Andrew Garfield stars as our dick, an unemployed voyeur five days from eviction. After a flirty neighbor (Riley Keough) goes missing—even her furniture disappears overnight—Sam commits to finding her whereabouts, with nary a thought to his imminent homelessness. His sleuthing takes him to the backs of cereal boxes, the insides of Nintendo Power magazine, and his own numerological calculations on pizza-box lids, but also fancy, kitschy pool parties in downtown hotels that he can just get into, because a young, white, good-looking guy isn’t gonna be turned down for his ripped clothes or skunky stench. (I think Mitchell is saying that.) Sam’s guide through the first leg of his quest is a local zine artist (Patrick Fischler) who’s somehow even more pathetic, confirming Sam’s suspicions about subliminal messages in advertisements while jabbering on about dangers like succubuses in owl masks that even have our gullible cynic scratching his head.
Accompanied by an ironic, 1940s-style classic-noir score, Under the Silver Lake’s first hour contains its strongest scenes, as Mitchell reveals ever-newer depths to Sam’s lunacy and self-debasement. (At one point, a homeless man notes how bad Sam stinks.) Intriguingly, he’s always got a buddy to talk to—a loose confederation of failsons who enable each other’s worst tendencies, like a subreddit in real time. Those guys are preoccupied with the invisible alpha males running the world—a secret brotherhood supposedly sending hidden messages to each other through the media. It’s such a timely parody of a particular brand of paranoid, narcissistic masculinity that the film immediately diminishes when it turns out there is a conspiracy afoot, and that pop culture actually is being used to brainwash the masses.
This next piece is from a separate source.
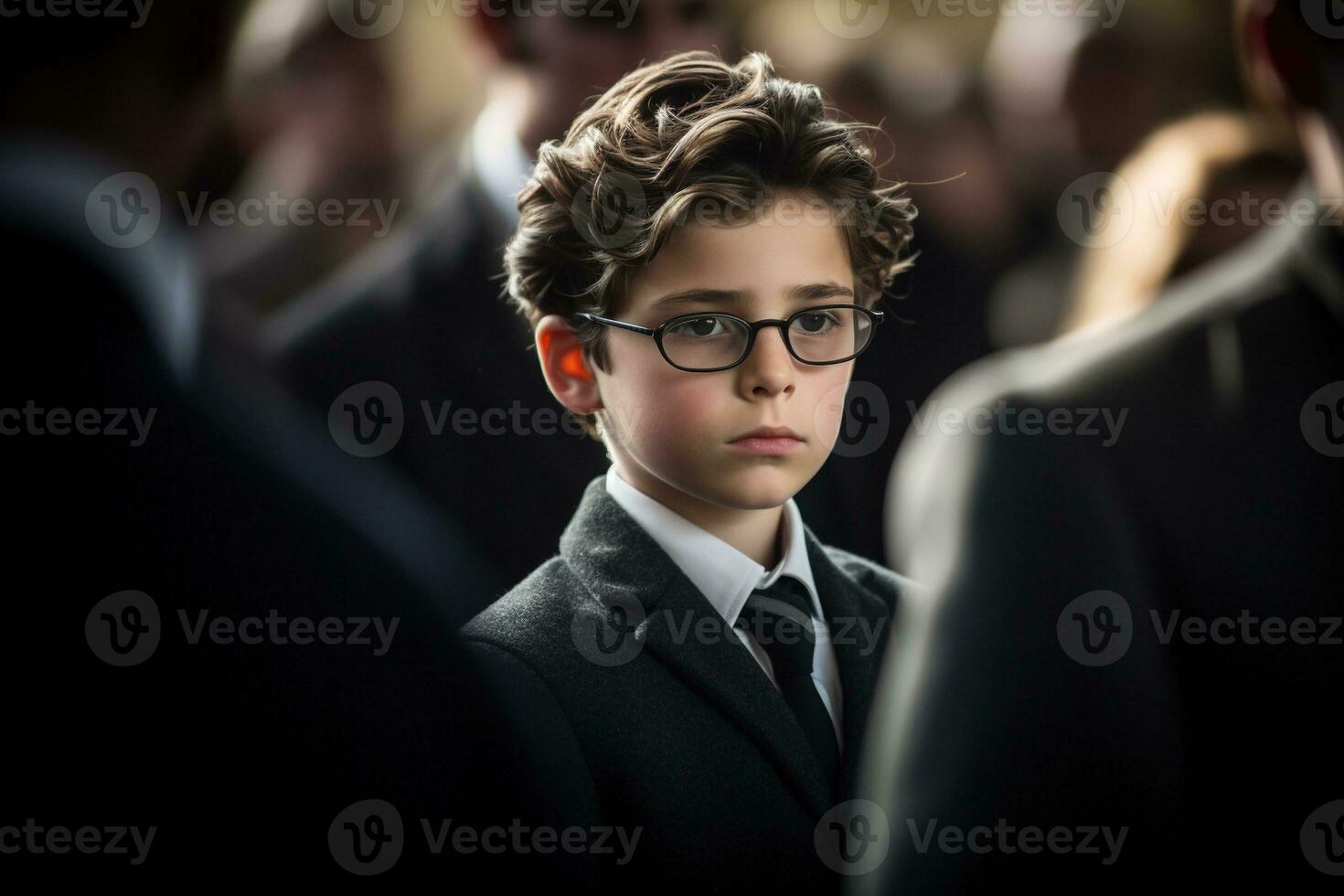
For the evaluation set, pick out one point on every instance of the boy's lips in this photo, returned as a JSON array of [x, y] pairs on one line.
[[769, 440], [769, 432]]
Under the Silver Lake takes Sam all over his neighborhood and nowhere at once. He zips from parties to mountaintops, mansions to landmarks, but the faster he runs, the more we can smell the plot’s fumes. Still, the atmosphere remains enjoyable: Wafting through are a well-trained henchwoman (Zosia Mamet) who most certainly knows what happened to Sam’s missing neighbor, a faux-transgressive band called Jesus and the Brides of Dracula, and, most memorably, a rapacious songwriter (a scene-stealing Jeremy Bobb) who punctures the possibility of Sam ever escaping the prison of mass control with an aggressive piano medley of beloved pop tunes. The Lynchian impressionism that Mitchell strives for in the film’s latter half is a lot less successful than his straight-ahead caricature, particularly when the action veers into violence. But indelible, too, is Sam’s realization that the power and exclusivity he envies so much is nearly always dedicated to buying higher levels of that same self-segregation.
I haven’t yet mentioned the mysterious death of a billionaire that overtakes the city as its primary cultural phenomenon, or the dog named Coca-Cola, or what coyotes, James Dean, and Wheel of Fortune have to do with all this. Garfield is altogether convincing as a dirtbag skating by as a decent dude, but the movie’s real “star” is the cascade of events that happen to his character, including in the transportive dream sequences. I wish Under the Silver Lake made more sense, or had a point, but I’m also fine with this carousel of crazy lacking both of those things. Bless this mess.